La der’ de Juju

Voici pourquoi la finale du Diamond Games était peut-être son tout dernier match officiel en Belgique.

Quel est le point commun entre Greg Rusedski et Justine Henin ? A priori, rien dans leur tennis, n’est comparable. Le Canadien devenu Anglais basait son jeu sur une première balle de service tonitruante et montait à la volée dès qu’il en avait la possibilité. Tout le contraire de Juju qui préfère construire du fond. Le classement ? Que nenni, Rusedski n’a jamais dépassé la quatrième place mondiale alors que la Belge, on le sait, est leader mondiale.

Allez, puisque vous donnez votre langue au chat, on vous livre la réponse. Justine Henin a joué dimanche dernier la finale de ce qui pourrait être la dernière édition officielle du tournoi d’Anvers alors que Rusedski a remporté le tout dernier tournoi de l’ECC, version ATP Tour. C’était il y a juste 10 ans. Il avait alors battu le Suisse Marc Rosset en quatre sets.

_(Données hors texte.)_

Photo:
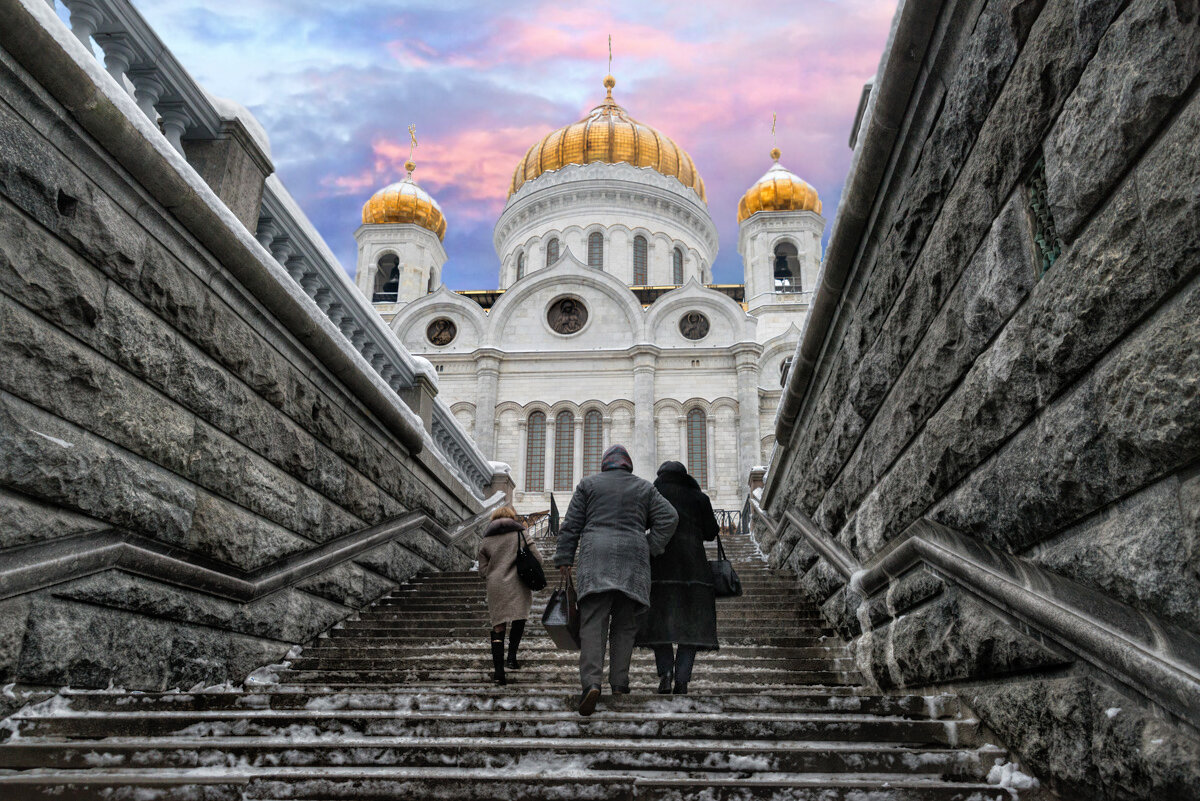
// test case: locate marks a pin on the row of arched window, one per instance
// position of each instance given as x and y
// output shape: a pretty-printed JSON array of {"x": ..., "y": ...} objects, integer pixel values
[
  {"x": 563, "y": 477},
  {"x": 595, "y": 258}
]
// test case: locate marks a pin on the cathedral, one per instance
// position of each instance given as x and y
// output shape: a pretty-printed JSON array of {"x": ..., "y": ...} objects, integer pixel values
[{"x": 606, "y": 326}]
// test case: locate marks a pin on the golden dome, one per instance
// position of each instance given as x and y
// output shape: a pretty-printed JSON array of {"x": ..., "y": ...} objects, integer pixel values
[
  {"x": 405, "y": 202},
  {"x": 609, "y": 134},
  {"x": 779, "y": 190}
]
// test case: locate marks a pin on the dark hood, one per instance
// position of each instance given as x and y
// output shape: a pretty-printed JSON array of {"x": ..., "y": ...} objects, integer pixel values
[
  {"x": 675, "y": 473},
  {"x": 617, "y": 458},
  {"x": 502, "y": 525}
]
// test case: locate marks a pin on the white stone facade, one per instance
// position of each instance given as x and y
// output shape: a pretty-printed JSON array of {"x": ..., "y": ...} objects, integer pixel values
[{"x": 628, "y": 374}]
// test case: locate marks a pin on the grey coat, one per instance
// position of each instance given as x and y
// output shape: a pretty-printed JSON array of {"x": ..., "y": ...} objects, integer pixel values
[
  {"x": 607, "y": 523},
  {"x": 508, "y": 597}
]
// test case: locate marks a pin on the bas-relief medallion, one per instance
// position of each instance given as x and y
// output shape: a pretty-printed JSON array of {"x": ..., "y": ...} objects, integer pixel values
[
  {"x": 442, "y": 331},
  {"x": 567, "y": 315},
  {"x": 694, "y": 325}
]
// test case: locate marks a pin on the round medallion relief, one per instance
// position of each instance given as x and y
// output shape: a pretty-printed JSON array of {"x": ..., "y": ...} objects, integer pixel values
[
  {"x": 567, "y": 315},
  {"x": 694, "y": 325},
  {"x": 442, "y": 331}
]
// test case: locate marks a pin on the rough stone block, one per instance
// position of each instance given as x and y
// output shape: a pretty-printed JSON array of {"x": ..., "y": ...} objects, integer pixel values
[
  {"x": 1143, "y": 66},
  {"x": 51, "y": 459},
  {"x": 1090, "y": 740},
  {"x": 953, "y": 638},
  {"x": 24, "y": 521},
  {"x": 1140, "y": 550}
]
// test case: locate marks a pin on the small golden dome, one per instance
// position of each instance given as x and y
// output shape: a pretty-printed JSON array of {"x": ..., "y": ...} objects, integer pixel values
[
  {"x": 779, "y": 190},
  {"x": 405, "y": 202},
  {"x": 609, "y": 134}
]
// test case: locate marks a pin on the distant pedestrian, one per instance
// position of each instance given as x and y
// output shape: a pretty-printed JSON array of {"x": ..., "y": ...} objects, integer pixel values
[
  {"x": 508, "y": 597},
  {"x": 607, "y": 521},
  {"x": 683, "y": 607}
]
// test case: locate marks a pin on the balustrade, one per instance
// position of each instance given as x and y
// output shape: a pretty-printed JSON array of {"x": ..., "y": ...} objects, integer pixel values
[{"x": 184, "y": 113}]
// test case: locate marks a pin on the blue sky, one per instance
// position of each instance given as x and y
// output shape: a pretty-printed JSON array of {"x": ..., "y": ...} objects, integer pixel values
[{"x": 336, "y": 85}]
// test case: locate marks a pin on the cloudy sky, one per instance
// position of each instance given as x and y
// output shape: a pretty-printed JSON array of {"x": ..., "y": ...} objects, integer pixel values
[{"x": 337, "y": 83}]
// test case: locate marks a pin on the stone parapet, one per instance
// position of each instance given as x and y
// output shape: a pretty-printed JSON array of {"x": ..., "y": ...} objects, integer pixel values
[{"x": 1005, "y": 343}]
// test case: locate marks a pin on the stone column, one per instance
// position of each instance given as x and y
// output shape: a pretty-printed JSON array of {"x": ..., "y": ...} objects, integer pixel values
[
  {"x": 522, "y": 444},
  {"x": 645, "y": 451},
  {"x": 577, "y": 467},
  {"x": 547, "y": 481},
  {"x": 487, "y": 377},
  {"x": 711, "y": 449},
  {"x": 747, "y": 361}
]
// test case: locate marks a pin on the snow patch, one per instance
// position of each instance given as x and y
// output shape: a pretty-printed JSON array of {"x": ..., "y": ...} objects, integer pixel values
[
  {"x": 58, "y": 441},
  {"x": 1009, "y": 776}
]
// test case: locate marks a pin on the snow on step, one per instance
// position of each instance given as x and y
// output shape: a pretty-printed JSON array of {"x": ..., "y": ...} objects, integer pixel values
[{"x": 397, "y": 703}]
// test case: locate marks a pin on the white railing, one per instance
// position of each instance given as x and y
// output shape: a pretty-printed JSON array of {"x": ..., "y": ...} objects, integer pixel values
[{"x": 165, "y": 91}]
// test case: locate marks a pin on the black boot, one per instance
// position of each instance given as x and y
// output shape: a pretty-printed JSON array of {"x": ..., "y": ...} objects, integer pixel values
[
  {"x": 514, "y": 642},
  {"x": 498, "y": 662}
]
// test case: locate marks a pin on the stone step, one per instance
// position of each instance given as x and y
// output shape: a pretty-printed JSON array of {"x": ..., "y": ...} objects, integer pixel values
[
  {"x": 508, "y": 723},
  {"x": 708, "y": 678},
  {"x": 526, "y": 698},
  {"x": 496, "y": 753},
  {"x": 330, "y": 783},
  {"x": 400, "y": 637},
  {"x": 481, "y": 660}
]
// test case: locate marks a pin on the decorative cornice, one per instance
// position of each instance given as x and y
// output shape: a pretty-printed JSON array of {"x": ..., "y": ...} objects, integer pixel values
[{"x": 37, "y": 566}]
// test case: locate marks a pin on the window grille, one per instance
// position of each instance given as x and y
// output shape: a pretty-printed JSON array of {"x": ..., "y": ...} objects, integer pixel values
[
  {"x": 595, "y": 251},
  {"x": 564, "y": 451},
  {"x": 1044, "y": 234},
  {"x": 640, "y": 262},
  {"x": 535, "y": 453},
  {"x": 697, "y": 446},
  {"x": 593, "y": 443}
]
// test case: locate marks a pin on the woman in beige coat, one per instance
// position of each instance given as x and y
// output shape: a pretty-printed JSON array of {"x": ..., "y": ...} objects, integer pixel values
[{"x": 508, "y": 597}]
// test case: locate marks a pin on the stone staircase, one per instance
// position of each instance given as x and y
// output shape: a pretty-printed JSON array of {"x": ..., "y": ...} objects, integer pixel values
[{"x": 396, "y": 704}]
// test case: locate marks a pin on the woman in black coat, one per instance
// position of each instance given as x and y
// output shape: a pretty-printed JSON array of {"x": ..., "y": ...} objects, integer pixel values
[{"x": 683, "y": 606}]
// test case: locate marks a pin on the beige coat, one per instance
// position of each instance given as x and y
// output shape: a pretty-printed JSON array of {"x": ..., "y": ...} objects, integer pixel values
[{"x": 508, "y": 598}]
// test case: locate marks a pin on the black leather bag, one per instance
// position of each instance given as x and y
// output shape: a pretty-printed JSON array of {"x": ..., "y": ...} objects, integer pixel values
[
  {"x": 528, "y": 567},
  {"x": 562, "y": 616},
  {"x": 726, "y": 583}
]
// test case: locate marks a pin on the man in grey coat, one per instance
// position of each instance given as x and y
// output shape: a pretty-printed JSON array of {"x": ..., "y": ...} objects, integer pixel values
[{"x": 607, "y": 521}]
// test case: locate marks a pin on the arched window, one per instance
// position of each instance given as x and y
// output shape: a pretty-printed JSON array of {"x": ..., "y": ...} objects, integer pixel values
[
  {"x": 535, "y": 453},
  {"x": 595, "y": 251},
  {"x": 640, "y": 262},
  {"x": 564, "y": 452},
  {"x": 387, "y": 278},
  {"x": 593, "y": 443},
  {"x": 697, "y": 446},
  {"x": 786, "y": 269}
]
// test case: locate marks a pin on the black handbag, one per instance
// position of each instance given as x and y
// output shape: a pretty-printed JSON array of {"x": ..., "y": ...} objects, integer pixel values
[
  {"x": 562, "y": 616},
  {"x": 726, "y": 583},
  {"x": 528, "y": 567}
]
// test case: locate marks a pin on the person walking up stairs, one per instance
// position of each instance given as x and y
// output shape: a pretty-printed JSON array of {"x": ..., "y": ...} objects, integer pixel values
[{"x": 399, "y": 703}]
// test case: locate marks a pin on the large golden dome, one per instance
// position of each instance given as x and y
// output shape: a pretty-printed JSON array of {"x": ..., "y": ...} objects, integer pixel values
[
  {"x": 609, "y": 134},
  {"x": 405, "y": 202},
  {"x": 779, "y": 190}
]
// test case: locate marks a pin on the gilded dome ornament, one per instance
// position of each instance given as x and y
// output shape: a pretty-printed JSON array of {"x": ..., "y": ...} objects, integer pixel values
[
  {"x": 779, "y": 190},
  {"x": 405, "y": 202},
  {"x": 610, "y": 136}
]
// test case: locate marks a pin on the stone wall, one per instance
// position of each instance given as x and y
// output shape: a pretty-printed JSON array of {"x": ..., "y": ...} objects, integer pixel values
[
  {"x": 181, "y": 475},
  {"x": 1053, "y": 414}
]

La finale de 1998 marquait la fin de l’aventure magnifique de l’ECC. Celle de dimanche devrait quant à elle logiquement ouvrir une nouvelle ère pour le tournoi féminin cher à Bob Verbeek puisque le Diamond Games pourrait devenir dès 2009 un tournoi sur invitation. Exactement ce qu’était l’ European Champion’s Championship lors de sa création (il changera de nom en 86 pour devenir l’ European Community Championship).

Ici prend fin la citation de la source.